As I recall, besides LB's self-indulgent conducting, I thought that KZ did a lot of insensitive banging on the keyboard. Perhaps it was partly the recorded balance.

But maybe I should give this one another listen.

Do you have other favorites?


----------



## Triplets (Sep 4, 2014)

wkasimer said:


> As I recall, besides LB's self-indulgent conducting, I thought that KZ did a lot of insensitive banging on the keyboard. Perhaps it was partly the recorded balance.
> 
> But maybe I should give this one another listen.
> 
> Do you have other favorites?


Fleisher/Szell is my long time favorite, Serkin/Szell not far behind. I have other recordings by Brendel and Arrau that are certainly worthy. There is a historical favorite-Horowitz/Toscanini a live concert on Pristine Audio.


----------



## Triplets (Sep 4, 2014)

Enthusiast said:


> If it was Tom Service doing the reviewing then is it any surprise that the result was "wrong". He has done a lot of harm to our musical life in Britain.

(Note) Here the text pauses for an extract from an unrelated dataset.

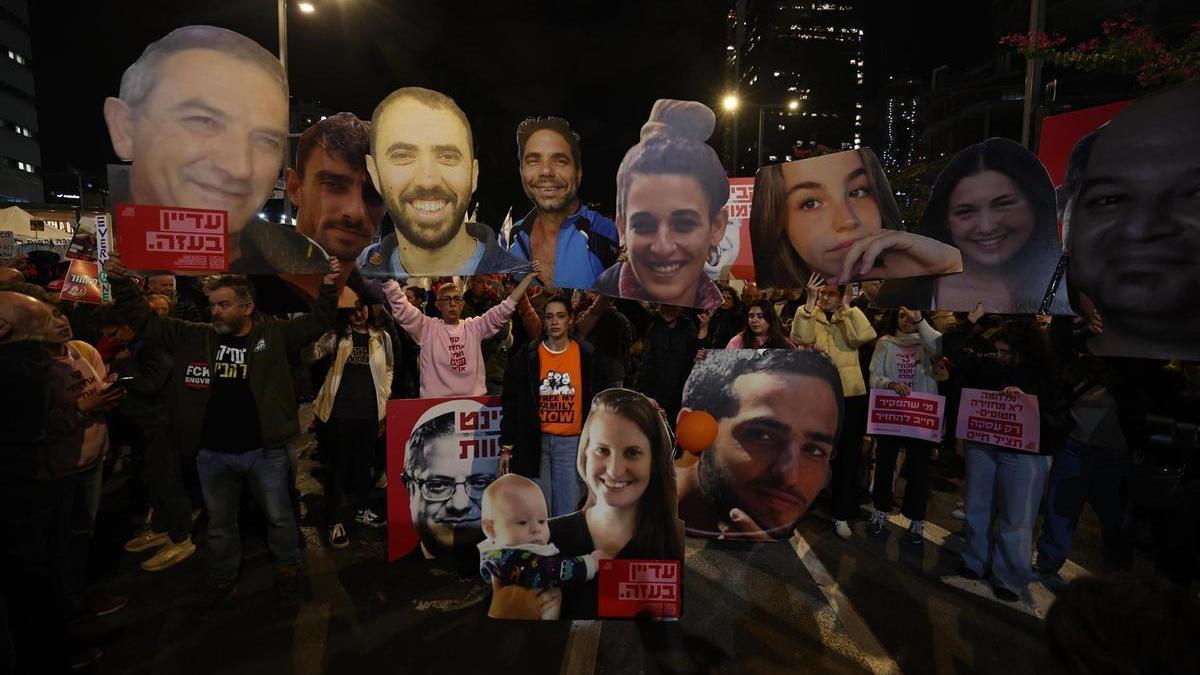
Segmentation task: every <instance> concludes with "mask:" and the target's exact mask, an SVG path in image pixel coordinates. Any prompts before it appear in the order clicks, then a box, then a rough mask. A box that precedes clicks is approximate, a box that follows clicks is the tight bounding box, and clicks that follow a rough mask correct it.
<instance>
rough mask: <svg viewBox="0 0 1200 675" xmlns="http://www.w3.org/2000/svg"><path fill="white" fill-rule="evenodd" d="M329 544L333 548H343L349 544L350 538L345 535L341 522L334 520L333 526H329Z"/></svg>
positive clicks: (343, 525) (343, 527) (345, 532)
mask: <svg viewBox="0 0 1200 675" xmlns="http://www.w3.org/2000/svg"><path fill="white" fill-rule="evenodd" d="M329 545H331V546H334V548H335V549H344V548H346V546H348V545H350V538H349V537H347V536H346V526H344V525H342V524H341V522H335V524H334V526H332V527H330V528H329Z"/></svg>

So has not been providing a good service?


----------



## Brahmsian Colors (Sep 16, 2016)

Performances of this piece come and go, but I'm still partial to Gilels/Reiner/Chicago Symphony and Serkin/Szell/Cleveland Orchestra.


----------



## Becca (Feb 5, 2015)

I almost forgot that somewhere I have this on vinyl...


----------



## AeolianStrains (Apr 4, 2018)

Anyone have Stephen Hough's recording with Mozarteumorchester Salzburg? Any opinions on it?


----------